The episode required the rerouting of multiple medical evacuation flights, and the cancellation of seven arriving and seven departing passenger flights.

==February 10–13 New Mexico closure==
At the same time as the El Paso closure, the FAA imposed a similar 10-day airspace shutdown on civilian flights below 17,999 feet within a remote 2000 sqmi area of southern New Mexico west of Santa Teresa, encompassing part of the Organ Mountains–Desert Peaks National Monument to the north and ending at the Mexican border to the south. The closure was abruptly lifted around 8:30 p.m. MST on February 13 according to anonymous FAA officials. The FAA would not comment on the reason for this closure or the timing of its termination.

==February 26 Fort Hancock closure==
A third sudden closure was enacted by the FAA on February 26 over the remote Texas border community of Fort Hancock, roughly 50 mi southeast of El Paso, when soldiers reportedly felt threatened by a CBP drone that was being operated without notification and used an experimental laser weapon to shoot it down. The closure is scheduled to last until June 24. Unlike the two earlier closures, this closure allows civilian search and rescue and medical evacuation flights to operate with permission from air traffic control.
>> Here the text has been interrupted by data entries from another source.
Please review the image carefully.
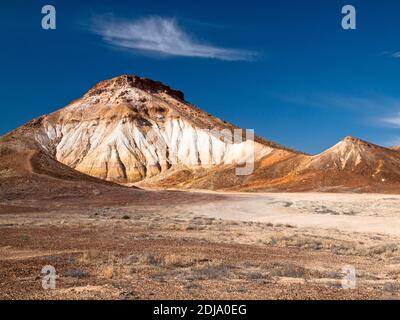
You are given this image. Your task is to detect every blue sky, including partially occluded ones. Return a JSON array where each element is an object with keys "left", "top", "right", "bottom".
[{"left": 0, "top": 0, "right": 400, "bottom": 153}]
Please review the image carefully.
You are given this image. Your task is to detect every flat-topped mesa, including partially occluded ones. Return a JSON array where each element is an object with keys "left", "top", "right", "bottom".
[{"left": 86, "top": 75, "right": 185, "bottom": 101}]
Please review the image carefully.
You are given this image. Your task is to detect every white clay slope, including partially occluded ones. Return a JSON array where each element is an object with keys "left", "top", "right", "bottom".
[{"left": 35, "top": 76, "right": 274, "bottom": 183}]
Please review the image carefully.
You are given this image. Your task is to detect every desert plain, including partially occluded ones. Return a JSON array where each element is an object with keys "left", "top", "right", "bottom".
[{"left": 0, "top": 188, "right": 400, "bottom": 300}]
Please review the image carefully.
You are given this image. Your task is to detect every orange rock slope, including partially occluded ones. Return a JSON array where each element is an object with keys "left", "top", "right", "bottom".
[{"left": 0, "top": 76, "right": 400, "bottom": 193}]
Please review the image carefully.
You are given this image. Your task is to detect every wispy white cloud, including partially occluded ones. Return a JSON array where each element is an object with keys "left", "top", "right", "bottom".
[
  {"left": 381, "top": 112, "right": 400, "bottom": 128},
  {"left": 92, "top": 17, "right": 258, "bottom": 61},
  {"left": 279, "top": 93, "right": 400, "bottom": 113}
]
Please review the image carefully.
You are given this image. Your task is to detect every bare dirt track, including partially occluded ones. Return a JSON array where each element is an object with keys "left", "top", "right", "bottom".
[{"left": 0, "top": 190, "right": 400, "bottom": 299}]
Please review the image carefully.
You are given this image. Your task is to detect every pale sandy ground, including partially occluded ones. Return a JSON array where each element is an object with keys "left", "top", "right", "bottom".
[{"left": 182, "top": 193, "right": 400, "bottom": 236}]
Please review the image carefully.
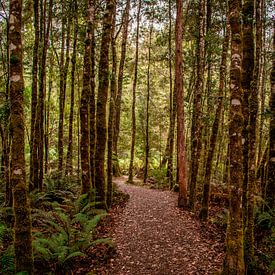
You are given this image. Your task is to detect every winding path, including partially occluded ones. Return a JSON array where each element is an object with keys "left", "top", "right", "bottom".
[{"left": 107, "top": 177, "right": 223, "bottom": 275}]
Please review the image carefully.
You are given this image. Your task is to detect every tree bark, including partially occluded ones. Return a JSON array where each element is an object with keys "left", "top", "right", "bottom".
[
  {"left": 175, "top": 0, "right": 187, "bottom": 208},
  {"left": 9, "top": 0, "right": 33, "bottom": 274},
  {"left": 199, "top": 23, "right": 229, "bottom": 220},
  {"left": 188, "top": 0, "right": 205, "bottom": 210},
  {"left": 222, "top": 0, "right": 245, "bottom": 275},
  {"left": 95, "top": 0, "right": 114, "bottom": 208},
  {"left": 113, "top": 0, "right": 131, "bottom": 176},
  {"left": 128, "top": 0, "right": 141, "bottom": 183}
]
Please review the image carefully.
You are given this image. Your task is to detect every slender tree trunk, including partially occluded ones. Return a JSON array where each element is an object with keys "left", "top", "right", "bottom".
[
  {"left": 191, "top": 0, "right": 205, "bottom": 209},
  {"left": 143, "top": 22, "right": 153, "bottom": 183},
  {"left": 95, "top": 0, "right": 114, "bottom": 207},
  {"left": 222, "top": 0, "right": 245, "bottom": 275},
  {"left": 175, "top": 0, "right": 187, "bottom": 208},
  {"left": 80, "top": 0, "right": 94, "bottom": 194},
  {"left": 106, "top": 1, "right": 117, "bottom": 208},
  {"left": 199, "top": 23, "right": 229, "bottom": 220},
  {"left": 113, "top": 0, "right": 131, "bottom": 176},
  {"left": 65, "top": 1, "right": 78, "bottom": 175},
  {"left": 89, "top": 15, "right": 96, "bottom": 188},
  {"left": 9, "top": 0, "right": 33, "bottom": 274},
  {"left": 30, "top": 0, "right": 40, "bottom": 189},
  {"left": 128, "top": 0, "right": 141, "bottom": 183},
  {"left": 265, "top": 21, "right": 275, "bottom": 210}
]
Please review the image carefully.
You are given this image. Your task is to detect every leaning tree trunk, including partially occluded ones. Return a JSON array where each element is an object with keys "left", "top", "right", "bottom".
[
  {"left": 143, "top": 22, "right": 153, "bottom": 183},
  {"left": 222, "top": 0, "right": 245, "bottom": 275},
  {"left": 265, "top": 21, "right": 275, "bottom": 211},
  {"left": 199, "top": 22, "right": 229, "bottom": 220},
  {"left": 128, "top": 0, "right": 141, "bottom": 183},
  {"left": 95, "top": 0, "right": 114, "bottom": 207},
  {"left": 175, "top": 0, "right": 187, "bottom": 208},
  {"left": 113, "top": 0, "right": 131, "bottom": 176},
  {"left": 106, "top": 1, "right": 117, "bottom": 208},
  {"left": 188, "top": 0, "right": 205, "bottom": 210},
  {"left": 65, "top": 1, "right": 78, "bottom": 175},
  {"left": 9, "top": 0, "right": 33, "bottom": 274},
  {"left": 80, "top": 0, "right": 94, "bottom": 194}
]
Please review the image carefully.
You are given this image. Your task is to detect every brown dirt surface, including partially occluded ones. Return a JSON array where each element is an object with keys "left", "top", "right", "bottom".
[{"left": 92, "top": 177, "right": 224, "bottom": 275}]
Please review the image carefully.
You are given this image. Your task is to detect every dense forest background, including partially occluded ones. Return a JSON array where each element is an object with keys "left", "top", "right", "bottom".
[{"left": 0, "top": 0, "right": 275, "bottom": 274}]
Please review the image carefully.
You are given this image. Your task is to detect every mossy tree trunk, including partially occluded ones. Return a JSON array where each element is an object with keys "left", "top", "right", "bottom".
[
  {"left": 128, "top": 0, "right": 141, "bottom": 183},
  {"left": 222, "top": 0, "right": 245, "bottom": 275},
  {"left": 95, "top": 0, "right": 114, "bottom": 207},
  {"left": 175, "top": 0, "right": 187, "bottom": 208},
  {"left": 188, "top": 0, "right": 205, "bottom": 210},
  {"left": 113, "top": 0, "right": 131, "bottom": 176},
  {"left": 106, "top": 3, "right": 117, "bottom": 208},
  {"left": 9, "top": 0, "right": 33, "bottom": 274},
  {"left": 266, "top": 21, "right": 275, "bottom": 211},
  {"left": 80, "top": 0, "right": 94, "bottom": 194},
  {"left": 143, "top": 22, "right": 153, "bottom": 183},
  {"left": 199, "top": 24, "right": 229, "bottom": 220},
  {"left": 65, "top": 1, "right": 78, "bottom": 175}
]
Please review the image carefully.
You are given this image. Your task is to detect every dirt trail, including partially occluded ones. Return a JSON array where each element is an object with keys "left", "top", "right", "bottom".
[{"left": 104, "top": 177, "right": 223, "bottom": 275}]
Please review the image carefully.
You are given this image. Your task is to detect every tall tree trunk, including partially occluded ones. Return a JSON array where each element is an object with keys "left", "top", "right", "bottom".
[
  {"left": 143, "top": 21, "right": 153, "bottom": 183},
  {"left": 80, "top": 0, "right": 94, "bottom": 194},
  {"left": 199, "top": 22, "right": 229, "bottom": 220},
  {"left": 9, "top": 0, "right": 33, "bottom": 274},
  {"left": 166, "top": 0, "right": 177, "bottom": 188},
  {"left": 188, "top": 0, "right": 205, "bottom": 209},
  {"left": 65, "top": 1, "right": 78, "bottom": 175},
  {"left": 175, "top": 0, "right": 187, "bottom": 208},
  {"left": 106, "top": 3, "right": 117, "bottom": 208},
  {"left": 128, "top": 0, "right": 141, "bottom": 183},
  {"left": 37, "top": 0, "right": 53, "bottom": 191},
  {"left": 113, "top": 0, "right": 131, "bottom": 176},
  {"left": 58, "top": 5, "right": 71, "bottom": 176},
  {"left": 222, "top": 0, "right": 244, "bottom": 275},
  {"left": 30, "top": 0, "right": 40, "bottom": 189},
  {"left": 89, "top": 12, "right": 96, "bottom": 188},
  {"left": 266, "top": 21, "right": 275, "bottom": 210},
  {"left": 95, "top": 0, "right": 114, "bottom": 207}
]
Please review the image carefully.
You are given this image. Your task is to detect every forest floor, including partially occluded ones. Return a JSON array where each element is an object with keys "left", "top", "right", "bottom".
[{"left": 92, "top": 177, "right": 224, "bottom": 275}]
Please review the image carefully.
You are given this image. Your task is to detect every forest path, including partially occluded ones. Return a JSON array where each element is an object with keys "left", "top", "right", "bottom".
[{"left": 107, "top": 177, "right": 223, "bottom": 275}]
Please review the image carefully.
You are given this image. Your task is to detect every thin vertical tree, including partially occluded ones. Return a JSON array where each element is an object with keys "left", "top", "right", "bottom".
[
  {"left": 65, "top": 1, "right": 78, "bottom": 175},
  {"left": 80, "top": 0, "right": 94, "bottom": 194},
  {"left": 9, "top": 0, "right": 33, "bottom": 274},
  {"left": 175, "top": 0, "right": 187, "bottom": 208},
  {"left": 143, "top": 20, "right": 154, "bottom": 183},
  {"left": 265, "top": 21, "right": 275, "bottom": 210},
  {"left": 222, "top": 0, "right": 245, "bottom": 275},
  {"left": 113, "top": 0, "right": 131, "bottom": 176},
  {"left": 95, "top": 0, "right": 114, "bottom": 207},
  {"left": 106, "top": 3, "right": 117, "bottom": 208},
  {"left": 199, "top": 21, "right": 229, "bottom": 220},
  {"left": 128, "top": 0, "right": 141, "bottom": 183},
  {"left": 191, "top": 0, "right": 205, "bottom": 209}
]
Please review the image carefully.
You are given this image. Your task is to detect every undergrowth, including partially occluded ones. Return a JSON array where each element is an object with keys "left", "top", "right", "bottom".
[{"left": 0, "top": 178, "right": 116, "bottom": 275}]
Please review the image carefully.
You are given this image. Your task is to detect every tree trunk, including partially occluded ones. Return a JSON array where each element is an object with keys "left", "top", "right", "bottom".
[
  {"left": 106, "top": 3, "right": 117, "bottom": 208},
  {"left": 222, "top": 0, "right": 244, "bottom": 275},
  {"left": 199, "top": 23, "right": 229, "bottom": 220},
  {"left": 128, "top": 0, "right": 141, "bottom": 183},
  {"left": 95, "top": 0, "right": 114, "bottom": 208},
  {"left": 191, "top": 0, "right": 205, "bottom": 210},
  {"left": 65, "top": 1, "right": 78, "bottom": 175},
  {"left": 80, "top": 0, "right": 94, "bottom": 194},
  {"left": 175, "top": 0, "right": 187, "bottom": 208},
  {"left": 9, "top": 0, "right": 33, "bottom": 274},
  {"left": 113, "top": 0, "right": 131, "bottom": 176},
  {"left": 143, "top": 22, "right": 153, "bottom": 183},
  {"left": 266, "top": 21, "right": 275, "bottom": 211}
]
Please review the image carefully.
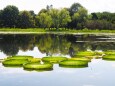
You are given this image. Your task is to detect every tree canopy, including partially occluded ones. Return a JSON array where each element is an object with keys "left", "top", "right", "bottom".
[{"left": 0, "top": 3, "right": 115, "bottom": 30}]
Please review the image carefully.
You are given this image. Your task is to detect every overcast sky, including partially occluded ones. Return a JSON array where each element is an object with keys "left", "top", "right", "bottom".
[{"left": 0, "top": 0, "right": 115, "bottom": 13}]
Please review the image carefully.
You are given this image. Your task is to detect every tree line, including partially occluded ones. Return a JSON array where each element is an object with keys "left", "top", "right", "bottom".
[
  {"left": 0, "top": 3, "right": 115, "bottom": 30},
  {"left": 0, "top": 34, "right": 115, "bottom": 57}
]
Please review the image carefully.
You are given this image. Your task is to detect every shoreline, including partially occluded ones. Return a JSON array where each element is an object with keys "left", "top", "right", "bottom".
[{"left": 0, "top": 31, "right": 115, "bottom": 35}]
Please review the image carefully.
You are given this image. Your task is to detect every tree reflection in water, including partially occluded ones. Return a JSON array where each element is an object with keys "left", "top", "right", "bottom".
[{"left": 0, "top": 34, "right": 115, "bottom": 56}]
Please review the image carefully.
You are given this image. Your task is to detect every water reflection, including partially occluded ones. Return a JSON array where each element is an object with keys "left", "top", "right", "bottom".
[{"left": 0, "top": 34, "right": 115, "bottom": 56}]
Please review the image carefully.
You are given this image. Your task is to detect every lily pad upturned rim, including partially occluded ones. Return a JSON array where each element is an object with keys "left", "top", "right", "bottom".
[
  {"left": 42, "top": 57, "right": 67, "bottom": 63},
  {"left": 2, "top": 59, "right": 28, "bottom": 67},
  {"left": 69, "top": 57, "right": 91, "bottom": 62},
  {"left": 23, "top": 63, "right": 53, "bottom": 70},
  {"left": 7, "top": 55, "right": 33, "bottom": 59},
  {"left": 103, "top": 55, "right": 115, "bottom": 61}
]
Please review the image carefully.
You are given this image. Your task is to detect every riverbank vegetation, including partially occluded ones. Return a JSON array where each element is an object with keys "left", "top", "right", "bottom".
[{"left": 0, "top": 3, "right": 115, "bottom": 32}]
On the day of the closure, in a US Senate confirmation hearing for his nomination to become the assistant secretary of defense for homeland defense and Americas security affairs, DOD official Mark Roosevelt Ditlevson said "this [laser weapon] system is incredibly safe" and that a law requiring DOD coordination with the FAA "does not require approval from the FAA" before using laser weapons. Illinois senator Tammy Duckworth, a member of the confirmation panel, accused the Trump administration of "incompetence [that] continues to cause chaos in our skies".